Actuellement détenu à Maurice, le magnat est cette fois recherché dans une affaire présumée de corruption liée au secteur minier. Selon la justice malgache, plusieurs millions de dollars auraient été détournés dans le cadre de l’attribution d’un contrat d’exploitation de chrome.
Des soupçons de corruption autour d’une mine de chrome au Madagascar
L’affaire remonte à 2023, lorsque la société publique Kraoma décide de confier l’exploitation de la mine de chrome de Brieville, dans le centre du pays, à la société grecque Dana Minerals. À cette occasion, un paiement de 35 millions de dollars aurait été exigé, présenté comme un droit d’entrée assorti d’une indemnisation destinée à un investisseur précédent.
Mais selon le Bureau indépendant anti-corruption, qui a conduit l’enquête, ce mécanisme de droit d’entrée ne respecte pas les règles d’attribution des marchés publics au Madagascar. Les investigations ont également mis au jour le versement de cinq millions de dollars sur le compte d’une société écran basée à Maurice, Island Partners.
Les enquêteurs ont relevé que l’adresse de domiciliation de cette structure correspond à celle de Madarail Holding, une entreprise associée à Mamy Ravatomanga.
Plusieurs procédures judiciaires en cours
Dans ce dossier, l’homme d’affaires est poursuivi avec quatre autres personnes pour « trafic d’influence », « octroi d’avantages injustifiés », « corruption » et « blanchiment d’argent ».

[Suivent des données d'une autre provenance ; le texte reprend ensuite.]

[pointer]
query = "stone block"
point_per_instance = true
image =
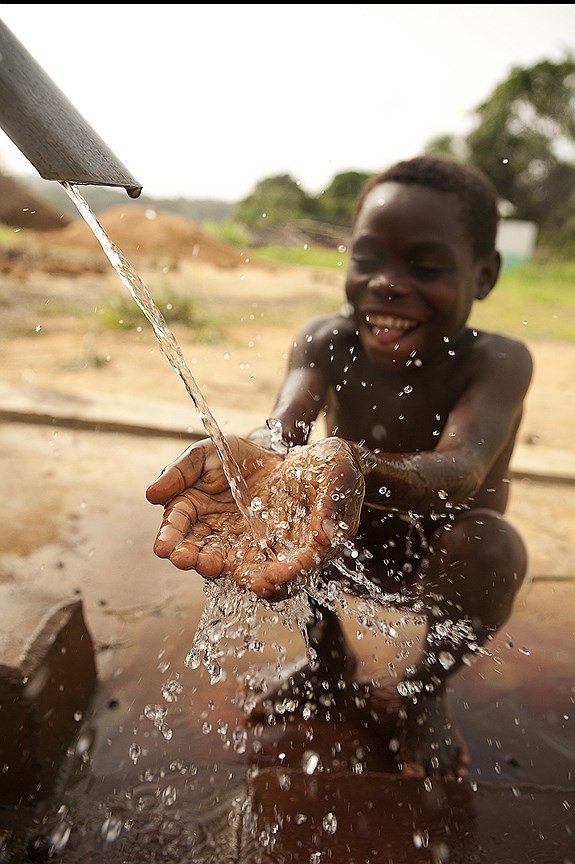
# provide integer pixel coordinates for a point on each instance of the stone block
(47, 678)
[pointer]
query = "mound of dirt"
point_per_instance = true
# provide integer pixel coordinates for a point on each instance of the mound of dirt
(148, 232)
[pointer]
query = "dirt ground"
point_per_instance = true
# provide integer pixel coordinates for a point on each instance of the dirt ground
(52, 336)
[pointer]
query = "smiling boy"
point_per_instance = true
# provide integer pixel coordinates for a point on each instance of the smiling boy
(422, 414)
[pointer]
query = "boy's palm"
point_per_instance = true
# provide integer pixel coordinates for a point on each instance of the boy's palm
(306, 505)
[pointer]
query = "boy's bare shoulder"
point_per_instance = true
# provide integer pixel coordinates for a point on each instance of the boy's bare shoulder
(326, 328)
(500, 354)
(499, 346)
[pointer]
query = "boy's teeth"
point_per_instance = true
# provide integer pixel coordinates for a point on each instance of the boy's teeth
(388, 322)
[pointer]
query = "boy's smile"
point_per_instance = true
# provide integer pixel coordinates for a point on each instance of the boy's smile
(412, 275)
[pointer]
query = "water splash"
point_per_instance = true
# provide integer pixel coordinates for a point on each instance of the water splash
(173, 354)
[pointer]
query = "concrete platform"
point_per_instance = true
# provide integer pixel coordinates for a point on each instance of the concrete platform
(163, 767)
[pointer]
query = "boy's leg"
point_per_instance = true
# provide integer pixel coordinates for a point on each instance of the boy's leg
(328, 669)
(467, 586)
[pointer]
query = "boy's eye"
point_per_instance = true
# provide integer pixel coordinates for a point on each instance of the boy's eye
(426, 270)
(366, 262)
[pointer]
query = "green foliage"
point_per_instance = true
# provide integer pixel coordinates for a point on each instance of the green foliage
(121, 312)
(525, 141)
(531, 302)
(336, 204)
(275, 201)
(309, 256)
(229, 231)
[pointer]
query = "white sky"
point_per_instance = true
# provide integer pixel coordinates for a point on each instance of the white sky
(203, 100)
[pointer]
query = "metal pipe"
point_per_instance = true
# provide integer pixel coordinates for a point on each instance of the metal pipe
(48, 129)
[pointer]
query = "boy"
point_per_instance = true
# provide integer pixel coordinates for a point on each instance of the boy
(422, 414)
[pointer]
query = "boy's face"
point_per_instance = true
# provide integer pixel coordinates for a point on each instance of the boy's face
(412, 276)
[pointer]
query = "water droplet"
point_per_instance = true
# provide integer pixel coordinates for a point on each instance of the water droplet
(310, 761)
(111, 829)
(135, 752)
(329, 823)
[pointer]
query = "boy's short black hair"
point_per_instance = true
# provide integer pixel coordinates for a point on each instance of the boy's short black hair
(476, 193)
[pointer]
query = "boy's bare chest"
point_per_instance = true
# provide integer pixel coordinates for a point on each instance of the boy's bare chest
(392, 412)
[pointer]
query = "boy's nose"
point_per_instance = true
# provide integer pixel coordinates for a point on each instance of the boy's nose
(388, 285)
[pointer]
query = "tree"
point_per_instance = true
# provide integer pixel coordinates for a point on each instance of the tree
(275, 201)
(335, 205)
(525, 142)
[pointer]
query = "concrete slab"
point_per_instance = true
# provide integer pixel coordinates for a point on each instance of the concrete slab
(164, 767)
(47, 679)
(134, 416)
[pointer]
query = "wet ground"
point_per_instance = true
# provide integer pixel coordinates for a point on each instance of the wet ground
(164, 768)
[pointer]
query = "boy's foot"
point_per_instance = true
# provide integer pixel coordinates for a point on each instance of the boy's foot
(301, 689)
(428, 743)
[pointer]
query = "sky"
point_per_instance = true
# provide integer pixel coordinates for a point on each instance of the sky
(203, 101)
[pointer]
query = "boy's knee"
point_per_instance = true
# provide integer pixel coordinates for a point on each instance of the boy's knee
(486, 543)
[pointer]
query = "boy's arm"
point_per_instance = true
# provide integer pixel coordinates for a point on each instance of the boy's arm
(480, 429)
(301, 396)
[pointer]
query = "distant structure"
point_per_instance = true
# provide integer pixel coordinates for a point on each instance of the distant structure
(516, 241)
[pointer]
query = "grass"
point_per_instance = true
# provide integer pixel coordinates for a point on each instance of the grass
(532, 301)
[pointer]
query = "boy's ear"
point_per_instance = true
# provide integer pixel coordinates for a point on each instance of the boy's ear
(488, 274)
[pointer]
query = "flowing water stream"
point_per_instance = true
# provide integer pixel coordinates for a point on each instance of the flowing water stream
(173, 354)
(230, 611)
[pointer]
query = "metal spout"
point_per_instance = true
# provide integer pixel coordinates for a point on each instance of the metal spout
(46, 127)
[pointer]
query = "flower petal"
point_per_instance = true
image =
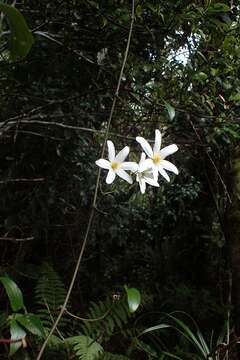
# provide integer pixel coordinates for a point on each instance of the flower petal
(111, 150)
(142, 185)
(168, 150)
(169, 166)
(121, 156)
(143, 157)
(155, 173)
(145, 145)
(158, 140)
(163, 173)
(105, 164)
(122, 174)
(151, 182)
(110, 176)
(130, 165)
(146, 164)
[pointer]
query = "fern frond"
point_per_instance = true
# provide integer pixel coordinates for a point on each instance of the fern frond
(49, 296)
(109, 316)
(110, 356)
(85, 348)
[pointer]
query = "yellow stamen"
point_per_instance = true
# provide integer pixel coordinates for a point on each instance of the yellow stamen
(156, 158)
(115, 165)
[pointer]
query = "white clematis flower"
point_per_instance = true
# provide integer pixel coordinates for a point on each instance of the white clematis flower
(145, 175)
(116, 165)
(157, 157)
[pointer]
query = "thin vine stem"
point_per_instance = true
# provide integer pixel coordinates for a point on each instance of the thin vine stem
(94, 203)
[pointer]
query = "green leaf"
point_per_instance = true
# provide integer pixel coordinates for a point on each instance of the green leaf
(154, 328)
(134, 298)
(200, 76)
(170, 110)
(32, 323)
(13, 292)
(16, 332)
(138, 10)
(218, 8)
(171, 355)
(21, 39)
(85, 347)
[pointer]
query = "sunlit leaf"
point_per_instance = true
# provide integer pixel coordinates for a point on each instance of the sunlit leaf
(134, 298)
(13, 292)
(21, 39)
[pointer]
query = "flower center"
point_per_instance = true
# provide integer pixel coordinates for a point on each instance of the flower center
(156, 158)
(115, 165)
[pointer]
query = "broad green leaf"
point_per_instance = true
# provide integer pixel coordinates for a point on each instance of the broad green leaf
(200, 76)
(170, 110)
(32, 323)
(13, 292)
(218, 8)
(134, 298)
(16, 332)
(171, 355)
(21, 39)
(85, 347)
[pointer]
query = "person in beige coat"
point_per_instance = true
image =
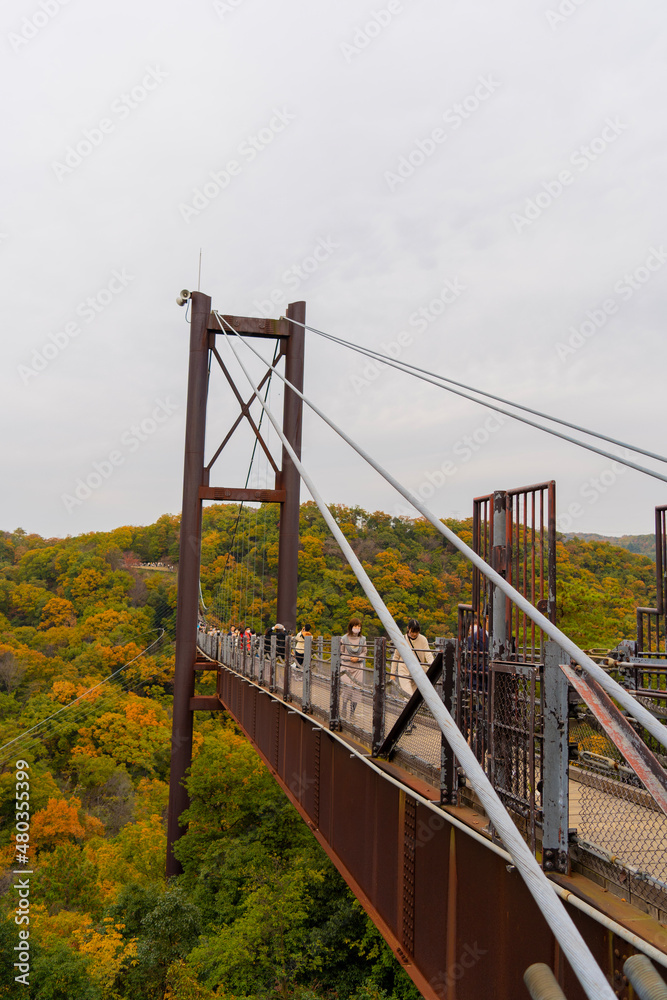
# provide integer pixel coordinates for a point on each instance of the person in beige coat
(352, 666)
(419, 643)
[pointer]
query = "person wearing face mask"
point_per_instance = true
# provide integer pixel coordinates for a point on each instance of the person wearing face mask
(352, 663)
(423, 653)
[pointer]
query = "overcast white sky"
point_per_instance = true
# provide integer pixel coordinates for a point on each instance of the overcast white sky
(498, 165)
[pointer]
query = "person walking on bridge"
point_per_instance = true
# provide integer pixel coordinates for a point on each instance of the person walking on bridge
(420, 644)
(352, 663)
(300, 643)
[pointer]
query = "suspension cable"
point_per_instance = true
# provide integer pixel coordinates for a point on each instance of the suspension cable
(591, 977)
(612, 687)
(247, 480)
(71, 704)
(438, 381)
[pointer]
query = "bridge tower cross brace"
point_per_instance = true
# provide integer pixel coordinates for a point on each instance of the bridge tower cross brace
(196, 488)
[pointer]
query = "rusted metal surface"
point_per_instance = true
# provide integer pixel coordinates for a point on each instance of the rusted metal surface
(205, 703)
(289, 478)
(252, 326)
(188, 573)
(247, 496)
(458, 918)
(407, 715)
(205, 325)
(661, 558)
(619, 730)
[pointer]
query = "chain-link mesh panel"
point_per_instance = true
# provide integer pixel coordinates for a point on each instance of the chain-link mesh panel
(515, 749)
(614, 814)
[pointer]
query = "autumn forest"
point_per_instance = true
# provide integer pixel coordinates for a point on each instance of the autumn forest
(86, 668)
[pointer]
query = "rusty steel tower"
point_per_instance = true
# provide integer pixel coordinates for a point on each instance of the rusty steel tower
(205, 327)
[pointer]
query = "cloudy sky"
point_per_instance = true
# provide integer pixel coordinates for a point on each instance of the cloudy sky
(476, 187)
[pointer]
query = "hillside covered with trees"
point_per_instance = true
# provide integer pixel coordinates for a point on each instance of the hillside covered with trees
(86, 666)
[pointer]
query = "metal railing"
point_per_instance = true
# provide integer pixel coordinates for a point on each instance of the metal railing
(618, 831)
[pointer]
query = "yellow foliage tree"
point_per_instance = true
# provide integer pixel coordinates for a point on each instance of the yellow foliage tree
(135, 855)
(57, 612)
(62, 821)
(108, 951)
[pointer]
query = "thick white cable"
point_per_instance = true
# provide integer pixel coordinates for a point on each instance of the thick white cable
(612, 687)
(438, 380)
(589, 974)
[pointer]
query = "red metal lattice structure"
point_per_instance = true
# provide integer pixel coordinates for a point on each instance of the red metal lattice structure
(500, 649)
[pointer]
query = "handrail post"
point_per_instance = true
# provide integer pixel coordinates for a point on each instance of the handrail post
(555, 790)
(272, 664)
(287, 674)
(334, 701)
(307, 653)
(379, 693)
(448, 773)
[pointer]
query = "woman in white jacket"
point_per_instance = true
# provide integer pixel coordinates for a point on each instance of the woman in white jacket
(419, 643)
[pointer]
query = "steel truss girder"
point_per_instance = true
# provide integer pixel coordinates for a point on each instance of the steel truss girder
(456, 915)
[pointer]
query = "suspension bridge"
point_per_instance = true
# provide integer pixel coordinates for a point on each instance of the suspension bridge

Il fait déjà l’objet de deux autres mandats d’arrêt internationaux : l’un lié à une entente présumée sur les prix dans la filière litchi, l’autre concernant la livraison clandestine d’avions Boeing à l’Iran.
Dans ce second dossier, le pôle anti-corruption malgache a également annoncé, vendredi 6 mars, le placement en détention préventive de Valéry Ramonjavelo, ministre des Transports sous Andry Rajoelina. Il est mis en examen pour « corruption », « abus de fonction » et « blanchiment d’argent ».